HTTPS certificate verification problem in Python 2.7.9

Over the last few days I was working through some AWS security best practices as outlined in a video presentation from AWS re:Invent 2013 called “Intrusion Detection in the Cloud (SEC402)” (video linkPDF presentation link).

One of the interesting ideas that the authors were promoting was this particular Python script (script linkJSON template for IAM policy) which would use the AWS Python SDK to obtain textual descriptions of various critical security settings that would be part of an AWS account (such as IAM users, groups and policies, S3 bucket policies, EC2 security groups and so on). These settings could all be exported and saved in a text file, the script could be scheduled to run at various intervals and alerts could be raised each time differences in the file would be detected.

I’m currently in the middle of setting up the AWS environment for a client project so I liked the idea of having a script such as the one mentioned above which I could use to script various critical settings and monitor how they change over time. Besides … Python is not really a language that I use often (though I do plan to become more familiar with it) so I welcomed the chance to try something new – how hard could it really be? 😉

I initially proceeded to download and install the latest version of Python – 3.4.2. It didn’t take too long to realize that the script authors actually wrote it for the Python 2.x branch. I was getting all sorts of errors trying to run it under 3.4.2 – as soon as I managed to get one of them fixed, another one came up. I didn’t really care much which version of Python I’d use so since 3.4.2 was giving me enough trouble I decided to switch to the 2.x branch and installed 2.7.9.

Success … or so it seemed. The script finally started running until half-way through its execution it died with this strange looking error while trying to connect to some AWS API endpoint:

ERROR: [SSL: CERTIFICATE_VERIFY_FAILED] certificate verify failed (_ssl.c:581)

I was pretty sure that Python was not happy about some discrepancy it found in a HTTPS certificate that it received while trying to make a HTTPS call to AWS. The problem was that the HTTPS site it was reaching out to was controlled by AWS and used deep in the AWS Python SDK code – not a resource for which I could do anything about the configuration of its HTTPS certificate.

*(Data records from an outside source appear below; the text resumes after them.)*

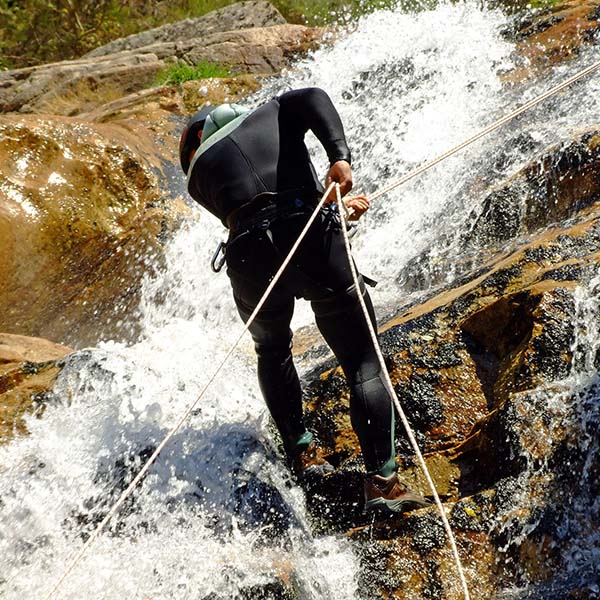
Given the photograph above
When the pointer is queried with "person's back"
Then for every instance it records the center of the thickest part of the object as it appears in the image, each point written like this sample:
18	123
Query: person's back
253	171
264	151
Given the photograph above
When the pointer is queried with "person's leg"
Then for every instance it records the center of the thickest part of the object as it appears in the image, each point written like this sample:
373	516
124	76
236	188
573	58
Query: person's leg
277	376
342	323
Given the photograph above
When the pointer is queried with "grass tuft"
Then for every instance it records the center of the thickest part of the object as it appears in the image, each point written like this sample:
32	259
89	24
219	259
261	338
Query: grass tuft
179	72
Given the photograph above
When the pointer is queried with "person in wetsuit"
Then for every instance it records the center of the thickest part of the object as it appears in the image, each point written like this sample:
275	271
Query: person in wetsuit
252	170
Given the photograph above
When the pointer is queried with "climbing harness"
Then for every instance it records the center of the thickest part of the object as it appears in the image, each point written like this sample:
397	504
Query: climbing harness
390	390
127	492
218	259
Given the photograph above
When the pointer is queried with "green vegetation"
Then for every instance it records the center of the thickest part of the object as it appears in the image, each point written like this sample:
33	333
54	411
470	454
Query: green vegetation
42	31
179	72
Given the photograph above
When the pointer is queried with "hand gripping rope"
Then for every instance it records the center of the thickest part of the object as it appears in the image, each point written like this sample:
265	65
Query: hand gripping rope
424	167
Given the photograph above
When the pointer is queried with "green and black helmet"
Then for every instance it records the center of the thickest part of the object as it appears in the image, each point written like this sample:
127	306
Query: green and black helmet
189	137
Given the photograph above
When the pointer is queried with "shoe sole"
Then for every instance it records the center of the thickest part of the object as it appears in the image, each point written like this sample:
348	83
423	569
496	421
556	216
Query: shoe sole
399	506
317	471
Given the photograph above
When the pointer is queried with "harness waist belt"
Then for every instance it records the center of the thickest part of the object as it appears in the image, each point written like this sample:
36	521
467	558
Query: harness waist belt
268	206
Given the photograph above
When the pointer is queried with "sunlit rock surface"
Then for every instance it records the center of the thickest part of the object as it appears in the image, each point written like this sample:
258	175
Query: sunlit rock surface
497	373
473	368
85	209
28	369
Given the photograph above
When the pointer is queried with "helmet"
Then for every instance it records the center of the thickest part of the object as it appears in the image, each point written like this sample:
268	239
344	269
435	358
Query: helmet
189	137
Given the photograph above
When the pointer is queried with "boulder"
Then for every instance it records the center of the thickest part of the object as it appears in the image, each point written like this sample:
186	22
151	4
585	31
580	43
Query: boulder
85	210
28	369
76	86
552	34
484	373
241	15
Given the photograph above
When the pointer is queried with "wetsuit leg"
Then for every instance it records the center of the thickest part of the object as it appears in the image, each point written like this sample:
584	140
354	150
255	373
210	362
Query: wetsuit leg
272	336
343	326
322	258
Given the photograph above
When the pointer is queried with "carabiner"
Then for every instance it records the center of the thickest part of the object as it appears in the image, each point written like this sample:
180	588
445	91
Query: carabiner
216	263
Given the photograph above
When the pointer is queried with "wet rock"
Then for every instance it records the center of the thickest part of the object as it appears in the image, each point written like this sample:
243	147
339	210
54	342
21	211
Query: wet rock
58	88
85	211
484	371
241	15
552	34
28	369
556	186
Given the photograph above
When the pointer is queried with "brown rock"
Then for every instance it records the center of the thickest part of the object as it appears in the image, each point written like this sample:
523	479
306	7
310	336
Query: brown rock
554	34
55	88
28	369
84	209
241	15
474	369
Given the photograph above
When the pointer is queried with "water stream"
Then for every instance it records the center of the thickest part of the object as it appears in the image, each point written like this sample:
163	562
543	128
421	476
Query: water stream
218	516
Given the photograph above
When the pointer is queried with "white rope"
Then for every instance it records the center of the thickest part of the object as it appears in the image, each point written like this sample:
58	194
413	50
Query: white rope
394	398
96	533
485	131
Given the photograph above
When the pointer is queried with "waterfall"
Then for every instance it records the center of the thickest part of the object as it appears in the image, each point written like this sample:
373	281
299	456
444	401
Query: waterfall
218	515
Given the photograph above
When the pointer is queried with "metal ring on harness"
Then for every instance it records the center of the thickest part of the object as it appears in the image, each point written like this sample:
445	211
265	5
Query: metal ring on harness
216	263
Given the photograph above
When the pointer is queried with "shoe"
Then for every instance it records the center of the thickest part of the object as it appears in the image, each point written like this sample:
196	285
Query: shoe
310	462
387	494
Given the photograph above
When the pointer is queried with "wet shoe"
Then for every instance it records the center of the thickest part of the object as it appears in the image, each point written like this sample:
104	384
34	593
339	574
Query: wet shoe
388	495
310	462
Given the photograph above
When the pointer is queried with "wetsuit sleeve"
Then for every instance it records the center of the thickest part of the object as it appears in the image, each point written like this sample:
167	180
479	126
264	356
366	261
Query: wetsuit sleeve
311	108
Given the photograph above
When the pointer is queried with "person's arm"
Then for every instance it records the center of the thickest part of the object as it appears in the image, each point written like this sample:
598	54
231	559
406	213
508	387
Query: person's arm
311	108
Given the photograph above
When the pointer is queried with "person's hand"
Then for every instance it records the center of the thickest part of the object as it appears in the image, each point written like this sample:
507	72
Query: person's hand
356	206
339	172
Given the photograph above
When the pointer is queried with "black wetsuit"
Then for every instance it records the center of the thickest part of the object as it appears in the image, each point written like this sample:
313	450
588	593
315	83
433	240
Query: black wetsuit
266	157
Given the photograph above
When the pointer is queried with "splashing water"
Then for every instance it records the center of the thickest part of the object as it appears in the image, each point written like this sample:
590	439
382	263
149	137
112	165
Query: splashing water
218	516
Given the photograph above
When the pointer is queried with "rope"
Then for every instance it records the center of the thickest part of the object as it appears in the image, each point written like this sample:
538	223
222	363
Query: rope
390	389
424	167
190	408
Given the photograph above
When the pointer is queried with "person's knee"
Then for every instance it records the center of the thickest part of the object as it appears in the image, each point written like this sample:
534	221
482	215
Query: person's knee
340	302
270	349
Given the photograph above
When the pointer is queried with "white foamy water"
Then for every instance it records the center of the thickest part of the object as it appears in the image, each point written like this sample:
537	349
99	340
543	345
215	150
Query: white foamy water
218	513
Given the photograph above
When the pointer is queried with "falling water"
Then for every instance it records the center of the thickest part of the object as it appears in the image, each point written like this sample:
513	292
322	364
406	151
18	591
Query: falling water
218	516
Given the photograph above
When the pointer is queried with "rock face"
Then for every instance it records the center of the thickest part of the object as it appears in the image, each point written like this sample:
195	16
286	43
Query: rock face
83	204
554	34
473	368
489	372
230	36
242	15
28	368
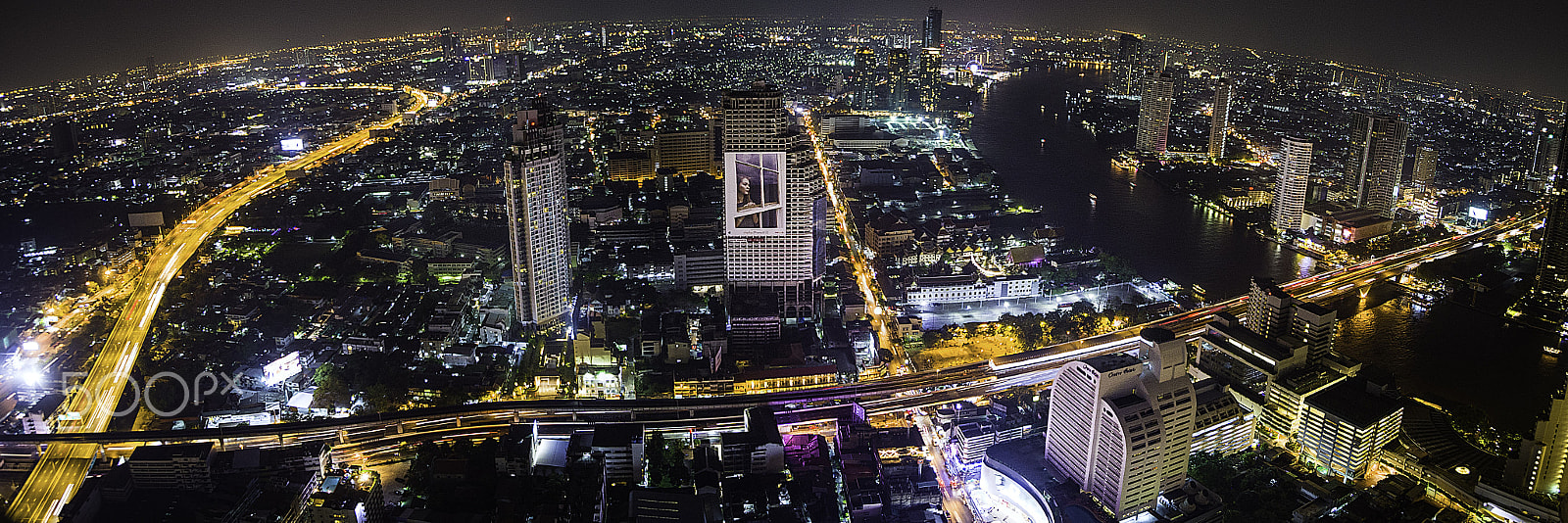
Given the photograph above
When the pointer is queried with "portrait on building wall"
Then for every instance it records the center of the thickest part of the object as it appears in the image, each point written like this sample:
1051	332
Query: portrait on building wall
755	195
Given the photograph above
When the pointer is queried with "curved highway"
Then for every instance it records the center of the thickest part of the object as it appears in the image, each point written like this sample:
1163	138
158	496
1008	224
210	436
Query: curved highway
90	407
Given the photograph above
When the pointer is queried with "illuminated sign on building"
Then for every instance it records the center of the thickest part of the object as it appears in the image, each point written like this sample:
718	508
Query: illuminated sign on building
282	368
755	193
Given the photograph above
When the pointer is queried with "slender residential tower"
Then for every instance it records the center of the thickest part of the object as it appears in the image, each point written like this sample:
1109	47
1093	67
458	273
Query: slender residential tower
1121	426
1377	159
1551	274
1154	112
538	218
1296	166
773	201
1220	119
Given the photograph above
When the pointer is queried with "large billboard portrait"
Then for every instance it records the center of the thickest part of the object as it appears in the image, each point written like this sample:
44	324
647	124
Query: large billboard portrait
755	193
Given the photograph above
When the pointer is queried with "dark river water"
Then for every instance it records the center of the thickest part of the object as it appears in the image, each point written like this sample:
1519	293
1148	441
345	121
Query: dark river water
1450	355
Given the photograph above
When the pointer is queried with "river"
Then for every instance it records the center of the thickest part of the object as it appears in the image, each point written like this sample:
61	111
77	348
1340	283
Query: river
1450	355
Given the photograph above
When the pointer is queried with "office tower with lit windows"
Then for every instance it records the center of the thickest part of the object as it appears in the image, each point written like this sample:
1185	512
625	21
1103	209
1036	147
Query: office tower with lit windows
1377	160
538	218
1269	309
1346	425
864	71
1121	425
1316	326
1154	112
1129	47
1220	118
773	203
899	78
1296	166
451	46
686	152
1542	459
1426	167
1551	274
930	77
932	30
1548	143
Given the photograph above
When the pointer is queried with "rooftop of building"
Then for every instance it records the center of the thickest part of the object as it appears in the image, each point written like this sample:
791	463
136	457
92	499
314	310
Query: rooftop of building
1350	402
170	452
1112	362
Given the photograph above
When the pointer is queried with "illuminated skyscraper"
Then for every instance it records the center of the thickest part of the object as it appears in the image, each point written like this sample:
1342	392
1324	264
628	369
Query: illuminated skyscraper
538	218
1154	112
1426	167
773	201
1296	166
1121	426
899	78
1551	274
1129	47
864	78
1220	119
1377	159
451	46
1548	143
932	30
1269	309
930	77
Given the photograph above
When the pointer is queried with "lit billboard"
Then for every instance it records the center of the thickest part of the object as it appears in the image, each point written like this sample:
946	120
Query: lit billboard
755	193
282	368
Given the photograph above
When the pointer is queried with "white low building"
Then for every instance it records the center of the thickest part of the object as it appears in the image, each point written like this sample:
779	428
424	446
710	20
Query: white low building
966	288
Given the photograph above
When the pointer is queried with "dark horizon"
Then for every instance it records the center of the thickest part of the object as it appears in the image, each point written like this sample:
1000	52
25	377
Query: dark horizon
1492	47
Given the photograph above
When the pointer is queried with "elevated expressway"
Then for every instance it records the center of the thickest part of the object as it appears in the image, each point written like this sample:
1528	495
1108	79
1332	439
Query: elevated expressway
90	407
372	437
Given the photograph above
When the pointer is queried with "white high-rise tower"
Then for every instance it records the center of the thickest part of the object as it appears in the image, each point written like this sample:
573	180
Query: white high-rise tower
1296	166
1220	118
538	219
1121	426
1154	112
773	201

So what exactly was Python complaining about? After some research I came across this link:

https://www.python.org/dev/peps/pep-0476/

It appears that a fairly recent change was made in the 2.7.x branch in regards to the default behavior for certificate verification. I ended up using the following monkey patch to globally disable verification for all HTTPS calls made by the script:

import ssl

ssl._create_default_https_context = ssl._create_unverified_context

The script finally ran successfully to the end and I had my scripted security settings. All in all it was an interesting first adventure in the land of Python.